Tolerance in America Grew. Now Racism is on the Rise. The Churches Have Responsibility.
by Bob Schwartz
I won’t repeat the news story this morning from a Richmond, Virginia middle school. You can find it. It is enough to say that it is one more story about white American kids and racial intolerance in 2017.
It’s easy to see the advances we’ve made. Many parents look at their children and see genuine color-blindness. Whether this is our doing (maybe a little) or just the social environment, it is heartening to see.
But these days have made clear that racism in America is not gone, at any level, at any age, and may be on the ascendance. Which brings me to institutional religion, the churches and the synagogues.
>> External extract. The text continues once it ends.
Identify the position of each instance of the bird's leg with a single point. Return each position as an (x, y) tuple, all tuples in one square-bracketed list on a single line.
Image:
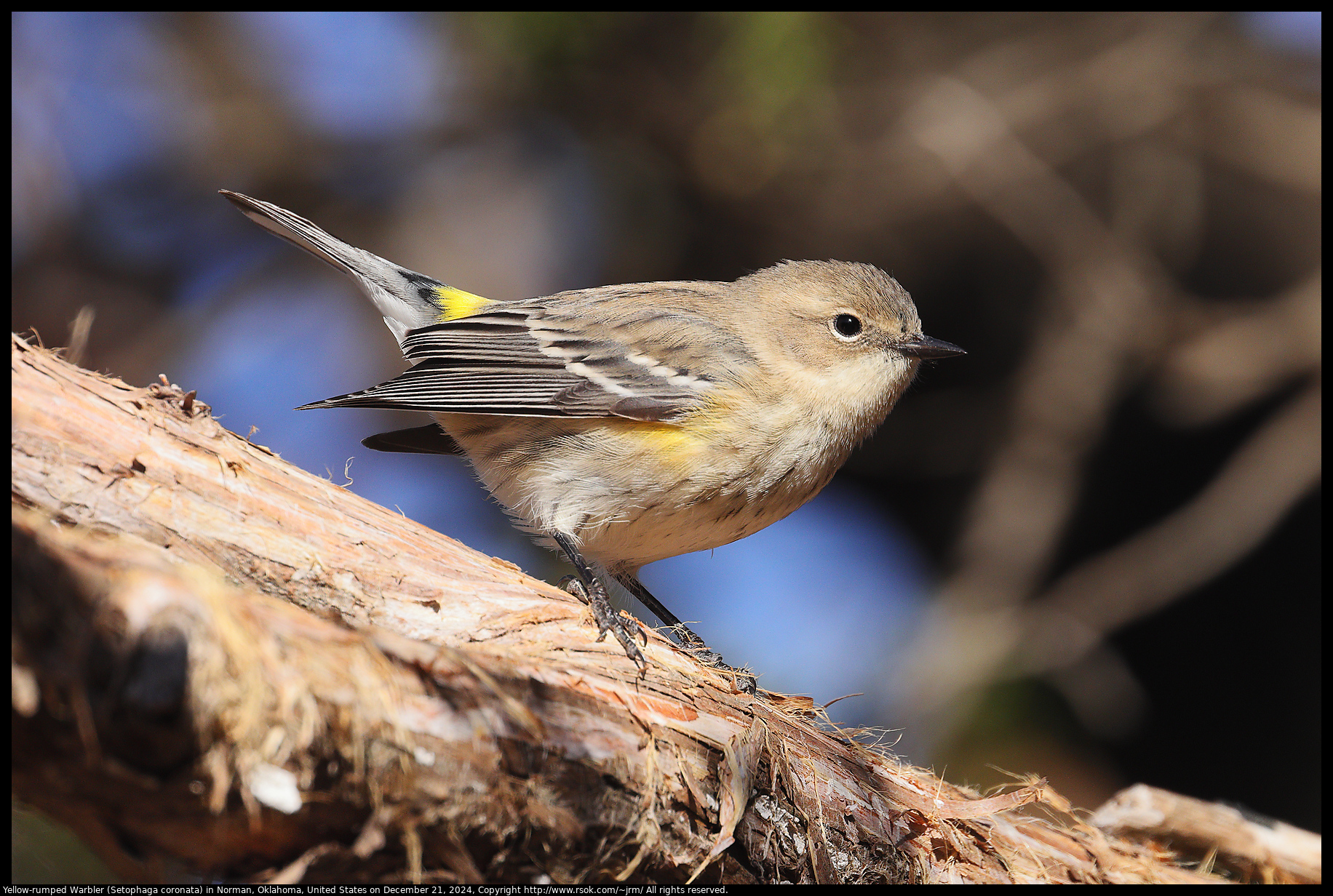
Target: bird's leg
[(692, 643), (594, 595)]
Institutional religion is by its nature conservative, not politically but philosophically and practically. Holding on is continuity and coherence, moving on can be a kind of letting go.
As the 1950s slid into the civil rights era of the 1960s, churches struggled to keep a balance between the drama of the most idealistic beliefs and the pragmatics of congregational support. It was, in some ways, a repeat of what had happened a century earlier in the fight against slavery. As it was back then, the response for many churches was a bland silence.
But that was not enough for some in the 1960s, as Christian and Jewish leaders took to the pulpits and the streets and almost shamed their congregants into standing up for right. In the long run, it worked, and we can see the progress that has been made.
Yet nothing is forever, especially in the social tides. Every day serves up another story, some very clear, some more subtle, all of them pointing to racists among us, even in Congress, even in middle schools.
Those politicians, those bureaucratic executives, those middle schoolers, many of them claim religious affiliation, many of them attending church or synagogue. Leaders and pastors are not to blame when messages and exhortations of tolerance don’t get through to hard-headed, hard-hearted faithful listeners. But when they don’t speak up at all—pointedly, regularly and loudly—then they are shirking their mission and responsibility. If they see something, they must say something.